There is great craft to writing art song and Hagen possess all the necessary skills. He chooses texts judiciously, respectfully. He aims to enhance, not obliterate. Most of these songs were haunting, fleeting quivers of moments and sensations -- the resignation of two lovers to the end of their affair, the oppressive emptiness remaining after the death of a son. Hagen freeze-framed them all with the lightest of compositional brush strokes. A composer who can crystallize a moment in musical magic is a rarity. Expect to hear more of Hagen."

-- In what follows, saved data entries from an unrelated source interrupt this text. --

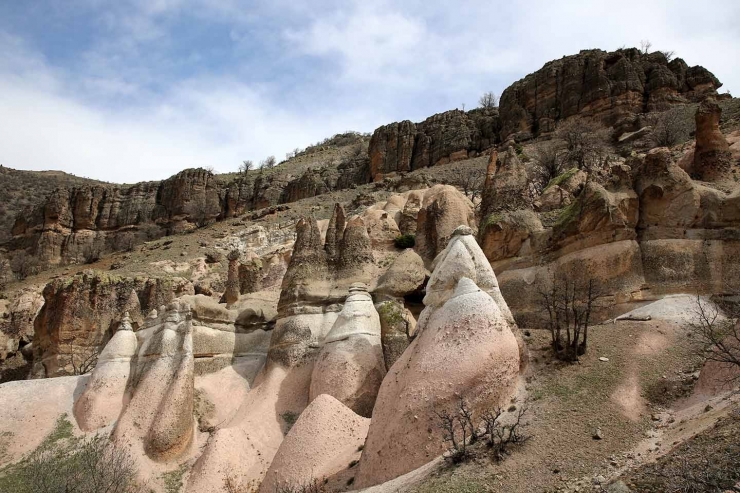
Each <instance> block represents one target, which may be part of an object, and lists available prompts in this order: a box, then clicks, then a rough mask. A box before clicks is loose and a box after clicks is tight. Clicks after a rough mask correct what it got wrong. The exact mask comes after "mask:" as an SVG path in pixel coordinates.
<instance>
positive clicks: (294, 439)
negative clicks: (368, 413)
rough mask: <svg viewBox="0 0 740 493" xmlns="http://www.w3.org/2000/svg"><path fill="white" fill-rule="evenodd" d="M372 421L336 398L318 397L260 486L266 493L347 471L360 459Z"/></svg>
mask: <svg viewBox="0 0 740 493" xmlns="http://www.w3.org/2000/svg"><path fill="white" fill-rule="evenodd" d="M369 426H370V420H369V419H363V418H361V417H360V416H357V415H356V414H355V413H353V412H352V411H351V410H350V409H348V408H347V407H346V406H344V405H342V403H341V402H339V401H337V400H336V399H334V398H333V397H332V396H330V395H327V394H322V395H319V396H317V397H316V398H315V399H314V400H313V401H312V402H311V404H309V405H308V407H307V408H306V409H305V410H304V411H303V412H302V413H301V416H300V417H299V418H298V421H296V423H295V425H293V428H291V430H290V433H288V436H286V437H285V440H283V443H282V444H280V448H279V449H278V451H277V453H276V454H275V458H274V459H273V461H272V464H271V465H270V469H269V471H267V474H266V475H265V479H264V481H262V484H261V485H260V489H259V491H260V492H262V493H272V492H274V491H278V490H279V488H281V487H282V488H297V487H300V486H302V485H306V484H310V483H311V482H312V481H313V480H316V481H318V482H319V483H320V482H321V481H322V479H323V478H329V477H331V476H333V475H334V474H337V473H340V472H341V471H344V470H346V469H347V464H349V463H350V462H351V461H352V460H356V459H358V458H359V456H360V450H361V449H362V444H363V443H364V442H365V437H366V436H367V430H368V427H369Z"/></svg>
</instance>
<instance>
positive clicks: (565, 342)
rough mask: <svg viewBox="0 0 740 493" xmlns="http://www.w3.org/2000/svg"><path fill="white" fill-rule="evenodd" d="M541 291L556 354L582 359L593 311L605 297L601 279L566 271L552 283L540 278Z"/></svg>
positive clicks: (575, 359) (571, 359) (539, 286)
mask: <svg viewBox="0 0 740 493" xmlns="http://www.w3.org/2000/svg"><path fill="white" fill-rule="evenodd" d="M537 291H538V293H539V304H540V307H541V308H542V310H543V312H544V313H546V314H547V326H548V329H549V330H550V335H551V344H552V349H553V351H554V352H555V356H556V357H557V358H558V359H561V360H564V361H578V357H579V356H580V355H582V354H585V352H586V349H587V347H588V328H589V326H590V325H591V314H592V312H593V310H594V309H595V308H597V306H598V301H599V299H600V298H602V294H601V290H600V286H599V284H598V282H597V281H596V280H595V279H593V278H588V279H583V276H579V275H575V273H573V272H570V273H563V274H561V275H559V276H558V277H557V278H556V279H554V280H553V282H552V283H550V284H548V283H546V282H545V281H543V280H540V282H539V283H538V287H537ZM563 332H565V338H563Z"/></svg>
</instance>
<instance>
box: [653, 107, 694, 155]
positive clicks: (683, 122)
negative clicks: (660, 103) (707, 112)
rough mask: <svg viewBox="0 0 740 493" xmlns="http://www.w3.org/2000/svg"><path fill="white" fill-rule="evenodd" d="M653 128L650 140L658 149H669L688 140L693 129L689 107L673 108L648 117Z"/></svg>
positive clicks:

--- Mark Carrington, The Washington Post, 3/7/94

Hagen is emerging as one of the most significant vocal composers of his generation. His songs ... show a composer [who possesses] economy, mastery of form, deep respect for his texts and awareness of the strengths and limits of the soprano voice.

--- Joseph McLellan, The Washington Post, August, 1997

Hagen's sophisticated songs remind me somewhat of The AIDS Quilt Songbook and deserve to be heard just as often.

--- Lovelace, American Record Review, Nov-Dec 97

Hagen's songs are somewhat less conservative and more adventurous than those of [Ned Rorem's]. This does not mean that they are by any means inaccessible; just the opposite is true. They merely present more interesting vocal and musical challenges at times. Throughout, listeners can pick up traces of jazz idioms and occasional hints of Broadway, leaving a distinct impression of Americana on the ear. Hagen's pianistic writing is inventive and reminiscent of the great Romanticist composers, ranging from Schubert to Strauss. His piano parts also are often technically challenging, lavish and exuberant. Never, however, does the composer let them overwhelm the singer. Like the compositions of all major song writers, the expression of the text is preeminent, and the vocal line is always clearly defined.

--- NATS Journal of Singing, January 98

[Hagen] is a confirmed Romantic, writing in a lush tonal idiom with the emphasis centered firmly on the often demanding vocal line. In addition to calling for considerable range, the vocal lines are often lightly melismatic and have a distant relation to hymns, at least to my ears. His prosidy is good, and he is often an inspired melodist.